Coming back to our little encryption routine. As you've seen Xor works quite simple - basically it's nothing more than some kind of addition. Remember that ABC Xor 12 = MNO and even worse: AAAA Xor 12 = MMMM! That's a pattern we have to destroy, otherwise the code would be crackable for nearly everyone.
The only way to get irregulary results is changing the key while encoding. Note that it does not matter what happens to the key, as long as you can re-construct the changes when decoding. For example we could just add some value to the key within the loop:
'Xor array including A For A = 0 To UBound( Temp ) 'Modify key Key = ( Key + A ) Mod 256 'Encode char Temp( A ) = Temp( A ) Xor Key Next
In case you wonder why we need the "Mod 256" here: The key must stay in the range 0 - 255. If it was bigger the encryption would fail because 8-bit ASCII is limited to this range. Just leave it there and don't care about it.
If we now encode AAAA with 12 we get MMLN now which is a step into the right direction. Feel free to add any mathematical operation instead of (Key + A) to get better results! The following line shows you another nice example how to do this:
'Modify key Key = (Key + (Key / (A + 1)) * (A + Key) + A) Mod 256
Feel free to try this one out! :)
You can't just encode a text and send the result by mail, because it could contain invalid ASCII chars like 46, 8 or even 0 which means delete, backspace and end of text.
Of course this problem doesn't appear as long as you only encode files or byte arrays that are kept in memory - you just can't display the encoded text. If you need to show the encoded string, try to convert all characters to valid ASCII codes (numbers and letters).
Another nice solution to get around this problem is not to convert the byte array back to ASCII but convert them to hex codes (00 - FF) instead. This will double the text length (two hex digits for each character) but you won't have any problems.

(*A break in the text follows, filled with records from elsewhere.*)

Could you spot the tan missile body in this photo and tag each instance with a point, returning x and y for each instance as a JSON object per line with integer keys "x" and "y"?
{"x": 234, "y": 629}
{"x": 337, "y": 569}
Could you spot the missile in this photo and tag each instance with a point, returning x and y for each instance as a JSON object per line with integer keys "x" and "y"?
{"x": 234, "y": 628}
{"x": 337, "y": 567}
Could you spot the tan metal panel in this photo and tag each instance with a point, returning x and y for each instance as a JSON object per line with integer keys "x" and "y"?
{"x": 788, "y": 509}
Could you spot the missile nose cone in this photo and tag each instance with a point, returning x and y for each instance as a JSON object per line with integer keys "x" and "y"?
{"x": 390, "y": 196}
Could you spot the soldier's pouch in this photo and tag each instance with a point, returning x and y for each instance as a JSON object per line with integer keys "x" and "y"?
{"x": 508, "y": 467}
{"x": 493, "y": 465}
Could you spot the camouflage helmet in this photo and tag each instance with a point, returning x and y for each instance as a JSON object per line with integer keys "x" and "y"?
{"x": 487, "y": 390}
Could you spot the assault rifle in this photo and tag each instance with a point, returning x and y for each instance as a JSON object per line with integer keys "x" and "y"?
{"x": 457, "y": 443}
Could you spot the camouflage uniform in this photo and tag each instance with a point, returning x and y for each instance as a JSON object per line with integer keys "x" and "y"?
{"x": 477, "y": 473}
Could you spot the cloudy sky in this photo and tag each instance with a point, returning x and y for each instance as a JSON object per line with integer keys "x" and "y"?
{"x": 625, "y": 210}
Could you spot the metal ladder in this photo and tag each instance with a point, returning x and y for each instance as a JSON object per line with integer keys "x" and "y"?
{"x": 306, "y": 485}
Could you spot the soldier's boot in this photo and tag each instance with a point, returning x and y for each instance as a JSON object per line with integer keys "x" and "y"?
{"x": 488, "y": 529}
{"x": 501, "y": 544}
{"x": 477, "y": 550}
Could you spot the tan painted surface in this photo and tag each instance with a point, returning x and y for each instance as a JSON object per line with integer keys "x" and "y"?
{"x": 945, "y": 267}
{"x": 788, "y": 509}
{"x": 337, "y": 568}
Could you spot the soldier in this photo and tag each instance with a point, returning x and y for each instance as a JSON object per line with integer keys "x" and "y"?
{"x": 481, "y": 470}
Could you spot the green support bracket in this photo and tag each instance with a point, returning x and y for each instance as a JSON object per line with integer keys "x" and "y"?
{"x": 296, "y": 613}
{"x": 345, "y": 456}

Encryption is needed wherever you need to keep data secret and un-editable. Xor is a nice and easy way to achieve a fast encryption within a single loop and you can use the same function to encode and even decode a text. This will suffice for savegames or level passwords so the user can't just read your files in Notepad. However, if the user can do a reverse engineering (that's whenever he gets your program) the code is no longer secure.